As low-income high-achievers sorted into private high-quality HEIs, the student body composition at these institutions changed dramatically. Student quality and socioeconomic diversity significantly increased, with the share of low-income entering students increasing by a staggering 46% at these HEIs. Thus, by relaxing their credit constraints, financial aid enabled low-income high-achievers to access expensive HEIs historically reserved for those who could afford them. In contrast, average student quality dropped at low-quality HEIs. Ability stratification therefore largely replaced wealth stratification in postsecondary schooling as a result of financial aid. 

The exodus of high-ability aid beneficiaries from low-quality HEIs put pressure on these colleges to become more efficient and obtain High Quality Accreditation to attract high-achievers. However, the number of HEIs awarded High Quality Accreditation has only gradually increased over the last three years, and whether or not this reflects an actual quality improvement remains to be seen.

Lastly, relative pre-collegiate achievement improved among very low-income high school students following the expansion of aid. Comparing relative test performance among 2.7 million test-takers between 2012 and 2016 by socioeconomic background, we show that very low-income students are 32% more likely to score in the top decile and 175% more likely to score in the top percentile two generations after policy rollout (see also Laajaj et al. 2018).

Conclusion

Our findings shed light on the vast range of upstream and downstream effects from the SPP programme, helping to inform policymakers in similar countries that are seeking to address socioeconomic inequality and promote equal opportunity by levelling access to high-quality universities. In the long-run, SPP is likely to have important impacts on education and labour markets in Colombia, far beyond the ones analysed here. Studying these impacts will undoubtedly come in time when the required data becomes available.

References

Chetty, R, J Friedman, E Saez, N Turner and D Yagan (2017), “Mobility report cards: The role of colleges in intergenerational mobility”, Human Capital and Economic Opportunity Working Group. 
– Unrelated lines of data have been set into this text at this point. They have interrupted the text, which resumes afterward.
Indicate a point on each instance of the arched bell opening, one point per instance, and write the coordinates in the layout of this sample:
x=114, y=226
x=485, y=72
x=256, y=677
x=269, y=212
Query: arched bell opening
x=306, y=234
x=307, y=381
Ferreyra, M, C Avitabile, J Botero, F Haimovich and S Urzua (2017), At a Crossroads: Higher education in Latin America and the Caribbean, The World Bank. 

Hoxby, C and C Avery (2013), “The missing “one-offs”: The hidden supply of high-achieving, low- income students,” Brookings Papers on Economic Activity. 

Laajaj, R, A Moya and F Sanchez (2018), “Motivational effects of a nation-wide merit scholarship for low-income students: Quasi-experimental evidence from Colombia”, Documento CEDE, 26. 

Londoño-Vélez, J, C Rodriguez and F Sanchez (forthcoming), “Upstream and downstream impacts of college merit-based financial aid for low-income students: Ser Pilo Paga in Colombia”, American Economic Journal: Economic Policy.

Riehl, E, J Saavedra and M Urquiola (forthcoming), “Learning and earning: An approximation to college value added in two dimensions”, in Productivity in higher education, Hoxby, C and K Stange (eds.).

Solis, A (2017), “Credit access and college enrollment,” Journal of Political Economy, 125 (2): 562–622.